Weitere Informationen zu den Plänen des Klinikums Esslingen: Mit Behinderung im Krankenhaus | Klinikum Esslingen (klinikum-esslingen.de)

Hintergrundinformationen

Rund 960.000 Menschen haben in unserem Bundesland eine schwere Behinderung, das sind rund zehn Prozent der Bevölkerung.

Ab dem 18. Lebensjahr gibt es für Menschen mit schwerst- und mehrfacher Behinderung eine deutliche medizinische Versorgungslücke. Bis zum 18. Lebensjahr ist die Versorgung sehr gut über die Sozialpädiatrischen Zentren (SPZ) sichergestellt. Multiprofessionelle Teams aus Ärztinnen, Pflegekräften und Therapeuten bieten die ärztliche Versorgung an einem Ort.
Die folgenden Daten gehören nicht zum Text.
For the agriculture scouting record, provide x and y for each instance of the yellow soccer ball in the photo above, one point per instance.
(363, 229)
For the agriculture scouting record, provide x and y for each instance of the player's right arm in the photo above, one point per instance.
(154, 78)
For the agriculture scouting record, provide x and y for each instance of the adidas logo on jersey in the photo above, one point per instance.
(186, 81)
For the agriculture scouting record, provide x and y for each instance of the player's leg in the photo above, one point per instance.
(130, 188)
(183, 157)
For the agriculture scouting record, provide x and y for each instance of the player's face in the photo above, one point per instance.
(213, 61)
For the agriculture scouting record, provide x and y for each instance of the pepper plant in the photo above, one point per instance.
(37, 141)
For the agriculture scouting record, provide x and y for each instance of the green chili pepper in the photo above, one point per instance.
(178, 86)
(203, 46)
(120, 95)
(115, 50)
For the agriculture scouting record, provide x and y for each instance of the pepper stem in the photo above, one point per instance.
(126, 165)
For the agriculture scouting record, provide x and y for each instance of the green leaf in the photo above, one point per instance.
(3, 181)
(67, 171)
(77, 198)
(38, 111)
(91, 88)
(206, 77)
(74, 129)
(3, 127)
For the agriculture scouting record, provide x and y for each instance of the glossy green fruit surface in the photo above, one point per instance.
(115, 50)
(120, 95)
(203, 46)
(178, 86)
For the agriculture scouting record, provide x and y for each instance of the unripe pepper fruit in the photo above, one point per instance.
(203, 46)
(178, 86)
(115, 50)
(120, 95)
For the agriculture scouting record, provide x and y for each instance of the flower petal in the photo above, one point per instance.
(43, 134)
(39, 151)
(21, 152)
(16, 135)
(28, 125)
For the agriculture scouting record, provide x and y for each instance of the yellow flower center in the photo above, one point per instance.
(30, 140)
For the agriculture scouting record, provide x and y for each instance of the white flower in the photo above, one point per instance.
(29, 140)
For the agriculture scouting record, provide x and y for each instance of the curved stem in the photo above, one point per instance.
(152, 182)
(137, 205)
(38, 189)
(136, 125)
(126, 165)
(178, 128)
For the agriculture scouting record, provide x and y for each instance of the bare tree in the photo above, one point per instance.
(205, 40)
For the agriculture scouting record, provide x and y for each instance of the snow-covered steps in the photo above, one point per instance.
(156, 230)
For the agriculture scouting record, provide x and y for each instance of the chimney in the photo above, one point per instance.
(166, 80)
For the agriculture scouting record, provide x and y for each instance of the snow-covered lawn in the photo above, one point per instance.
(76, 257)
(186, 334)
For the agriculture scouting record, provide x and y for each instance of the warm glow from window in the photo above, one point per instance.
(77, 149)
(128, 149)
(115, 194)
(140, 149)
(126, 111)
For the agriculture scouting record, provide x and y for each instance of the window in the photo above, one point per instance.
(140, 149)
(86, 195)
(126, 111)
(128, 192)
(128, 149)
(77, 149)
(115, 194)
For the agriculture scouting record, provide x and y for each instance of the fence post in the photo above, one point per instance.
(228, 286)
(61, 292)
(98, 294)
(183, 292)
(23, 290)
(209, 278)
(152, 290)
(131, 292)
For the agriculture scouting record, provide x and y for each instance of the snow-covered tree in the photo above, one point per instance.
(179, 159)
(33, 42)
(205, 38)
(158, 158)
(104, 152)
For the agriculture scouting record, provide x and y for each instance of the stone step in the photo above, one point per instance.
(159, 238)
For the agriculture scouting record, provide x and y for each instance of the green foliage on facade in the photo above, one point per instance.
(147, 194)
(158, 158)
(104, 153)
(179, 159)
Bundesweit gibt es 161 SPZs. 

Ab dem 18. Lebensjahr dürfen Menschen mit Behinderungen das SPZ nicht mehr nutzen, jeder Arztbesuch muss ab jetzt einzeln vereinbart werden, oftmals finden die Familien keinen Facharzt, die Diagnosen werden nicht mehr ganzheitlich gesehen und jeder Arztbesuch wird so zur großen Belastung für die Menschen mit Behinderung und ihre Angehörigen.

Medizinische Zentren für Erwachsene mit sogenannter geistiger Behinderung (MZEB)

Im Juli 2015 hat der Gesetzgeber nach langen Diskussionen mit der Formulierung des §119c SGB V die Voraussetzung für die Errichtung von medizinischen Zentren für Erwachsene mit sogenannter geistiger Behinderung (MZEB) geschaffen, deren besonderer Auftrag die multidisziplinäre und multiprofessionelle Versorgung von Menschen mit schwerer geistiger und mehrfacher Behinderung ist. Bundesweit gibt es nur 50 MZEB, in Baden-Württemberg sechs.

Veranstaltungshinweis

Die Beauftragte der Landesregierung Baden-Württemberg, Simone Fischer, lädt zu einer Fachveranstaltung zum Thema „Barrierefreie und inklusive Gesundheitsversorgung“ am 27. November 2022 in Stuttgart ein. Gäste sind Manne Lucha, Minister für Soziales, Gesundheit und Integration, Dr. Britta Schlegel von der Monitoring-Stelle UN-BRK beim Deutschen Institut für Menschenrechte in Berlin, Dr. Wolfgang Miller, Präsident der Landesärztekammer Baden-Württemberg, Dr. Norbert Metke, Vorstandsvorsitzender der Kassenärztlichen Vereinigung Baden-Württemberg, Prof. Dr. Peter Martin, Vorstand der D-A-CH-Inklusive Medizin und der BAG MZEB sowie stv. Vorsitzender Deutschen Gesellschaft für Medizin für Menschen mit Behinderungen sowie Bärbel Kehl-Maurer, Vorsitzende der LAG Selbsthilfe Baden-Württemberg und weitere Vertreter*innen von Menschen mit Behinderungen und ihre Angehörigen.

Die Veranstaltung wird einen Erfahrungsaustausch mit ihnen, der Ärzteschaft, Gesundheitskassen, Vertreterinnen und Vertretern aus Politik und Wissenschaft schaffen.